Calculating the quartet distance between all pairs of a set of trees
Now, if you have a set of k trees and you want to know the quartet distance between each pair, you would need O(k2n2) using the O(n2) algorithm.
This, however, ignores that you will know something about the trees you are comparing when you have seen them in comparisons with other trees from the set. Whenever they share sub-trees, the quartets from those sub-trees will always be shared, so running through the trees and counting them again is really a waste of effort.
To exploit this, all you need is a data structure that captures shared trees.
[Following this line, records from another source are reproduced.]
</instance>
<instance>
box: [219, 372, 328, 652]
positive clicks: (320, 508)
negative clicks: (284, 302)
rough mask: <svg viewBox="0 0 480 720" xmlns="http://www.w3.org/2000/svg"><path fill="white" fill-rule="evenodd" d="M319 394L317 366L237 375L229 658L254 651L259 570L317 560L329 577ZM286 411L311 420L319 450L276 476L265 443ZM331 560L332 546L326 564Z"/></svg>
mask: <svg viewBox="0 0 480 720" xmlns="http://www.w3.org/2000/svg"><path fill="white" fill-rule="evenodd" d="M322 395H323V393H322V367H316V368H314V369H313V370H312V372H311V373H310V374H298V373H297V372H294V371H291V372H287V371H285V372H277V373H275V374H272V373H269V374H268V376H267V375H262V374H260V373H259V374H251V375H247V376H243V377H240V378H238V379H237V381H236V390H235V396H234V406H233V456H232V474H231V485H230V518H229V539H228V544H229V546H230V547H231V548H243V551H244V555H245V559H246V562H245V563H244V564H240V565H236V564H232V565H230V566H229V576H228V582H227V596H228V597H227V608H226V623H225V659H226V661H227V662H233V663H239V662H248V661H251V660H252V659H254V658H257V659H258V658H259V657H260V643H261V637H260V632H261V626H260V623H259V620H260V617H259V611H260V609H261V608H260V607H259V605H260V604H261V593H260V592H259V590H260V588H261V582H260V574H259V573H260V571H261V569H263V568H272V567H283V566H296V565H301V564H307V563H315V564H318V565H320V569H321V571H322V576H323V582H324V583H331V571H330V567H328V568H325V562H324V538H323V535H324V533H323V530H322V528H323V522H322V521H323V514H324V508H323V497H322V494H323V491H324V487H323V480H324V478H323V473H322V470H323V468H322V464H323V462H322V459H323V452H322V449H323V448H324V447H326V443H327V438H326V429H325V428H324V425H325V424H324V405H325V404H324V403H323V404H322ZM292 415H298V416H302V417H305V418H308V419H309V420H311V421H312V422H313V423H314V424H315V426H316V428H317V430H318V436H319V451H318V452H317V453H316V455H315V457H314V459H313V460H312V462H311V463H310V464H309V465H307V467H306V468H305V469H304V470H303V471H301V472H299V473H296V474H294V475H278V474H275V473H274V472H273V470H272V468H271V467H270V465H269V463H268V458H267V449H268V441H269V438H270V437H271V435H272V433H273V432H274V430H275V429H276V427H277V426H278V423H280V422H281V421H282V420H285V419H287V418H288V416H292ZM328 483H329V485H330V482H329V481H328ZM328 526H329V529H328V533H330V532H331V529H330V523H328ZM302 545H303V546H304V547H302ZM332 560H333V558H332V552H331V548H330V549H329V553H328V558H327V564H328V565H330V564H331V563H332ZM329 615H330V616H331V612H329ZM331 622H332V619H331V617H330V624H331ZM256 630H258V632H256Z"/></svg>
The trick we used was to root the trees (in an arbitrary leaf) after which we could merge them into a directed acyclic graph (DAG). It was then a small matter of modifying the two algorithms mentioned above to work on the DAG instead of trees.
The speedup depends a lot on how much the DAG compresses the original trees, but for trees that are reasonably similar (the case where calculating distances between them is most interesting), the compression turns out to be pretty good, and we could get very significant improvements. Improvements of more than 100 in running time, for the cases where we ran our experiments.
Stissing, M., Mailund, T., Pedersen, C.N., Brodal, G.S., Fagerberg, R. (2008). Computing the all-pairs quartet distance on a set of evolutionary trees. Journal of Bioinformatics and Computational Biology, 6(1), 37-50.